Do tego tragicznego zdarzenia doszło w piątkowy poranek, gdy to 40-letni Piotr O. w hotelowym pokoju spotkał się ze swoim nieco starszym znajomym. W pomieszczeniu przebywała również kobieta, jednak jak poinformował "Głos Pomorza" Piotr Nierebiński, miejscowy prokurator rejonowy przyczyną wybuchu awantury nie były "sprawy damsko-męskie". Kłótnia krewkich Polaków zakończyła się rękoczynami, w których słupszczanin (bez stałego miejsca zamieszkania) wykorzystał pokojowy telewizor. Po przywiązaniu go do szyi swojego oponenta wypchnął go następnie przez okno.

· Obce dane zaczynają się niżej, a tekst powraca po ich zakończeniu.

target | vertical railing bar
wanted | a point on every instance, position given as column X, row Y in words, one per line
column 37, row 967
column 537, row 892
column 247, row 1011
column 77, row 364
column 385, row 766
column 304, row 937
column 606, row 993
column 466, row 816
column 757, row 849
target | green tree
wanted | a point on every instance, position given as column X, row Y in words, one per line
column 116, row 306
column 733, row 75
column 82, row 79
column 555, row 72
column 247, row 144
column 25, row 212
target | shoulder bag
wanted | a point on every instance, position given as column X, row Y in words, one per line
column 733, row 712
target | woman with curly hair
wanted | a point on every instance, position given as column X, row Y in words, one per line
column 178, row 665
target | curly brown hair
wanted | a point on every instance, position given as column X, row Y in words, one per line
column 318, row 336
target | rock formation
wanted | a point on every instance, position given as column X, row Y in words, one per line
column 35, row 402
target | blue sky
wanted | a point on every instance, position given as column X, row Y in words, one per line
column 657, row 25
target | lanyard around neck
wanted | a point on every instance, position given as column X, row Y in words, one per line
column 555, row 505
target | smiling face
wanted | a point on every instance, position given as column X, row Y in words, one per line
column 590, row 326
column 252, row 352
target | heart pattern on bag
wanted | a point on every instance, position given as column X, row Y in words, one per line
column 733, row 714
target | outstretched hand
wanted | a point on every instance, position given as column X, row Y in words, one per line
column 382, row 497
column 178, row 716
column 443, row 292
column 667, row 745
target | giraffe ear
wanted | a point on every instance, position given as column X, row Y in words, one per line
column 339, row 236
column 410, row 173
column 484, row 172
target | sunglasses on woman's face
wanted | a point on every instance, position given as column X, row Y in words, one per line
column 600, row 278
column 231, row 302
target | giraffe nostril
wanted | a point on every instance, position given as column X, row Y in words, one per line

Poszkodowany został szybko przetransportowany do szpitala, gdzie zmarł w sobotę. Dzień później przeprowadzono jego sekcję zwłok, która wykazała, że przyczyną śmierci były wielonarządowe uszkodzenia ciała.
Piotr O. usłyszał od prokuratura zarzut zabójstwa. Co więcej, w trakcie czynności wykonywanych przez policję i prokuraturę okazało się, że przed wydarzeniami w hotelowym pokoju mężczyzna ukradł samochód, a później jeździł nim, znajdując się pod wpływem alkoholu. Oskarżony miał też grozić świadkowi tych tragicznych wydarzeń. Według informacji "Gazety Pomorskiej" mężczyzna przyznał się jedynie do jednego z tych zarzutów.
W poniedziałek sąd zdecydował tymczasowym aresztowany oskarżonego na 3 miesiące. Za swój czyn grozi mu nawet dożywocie.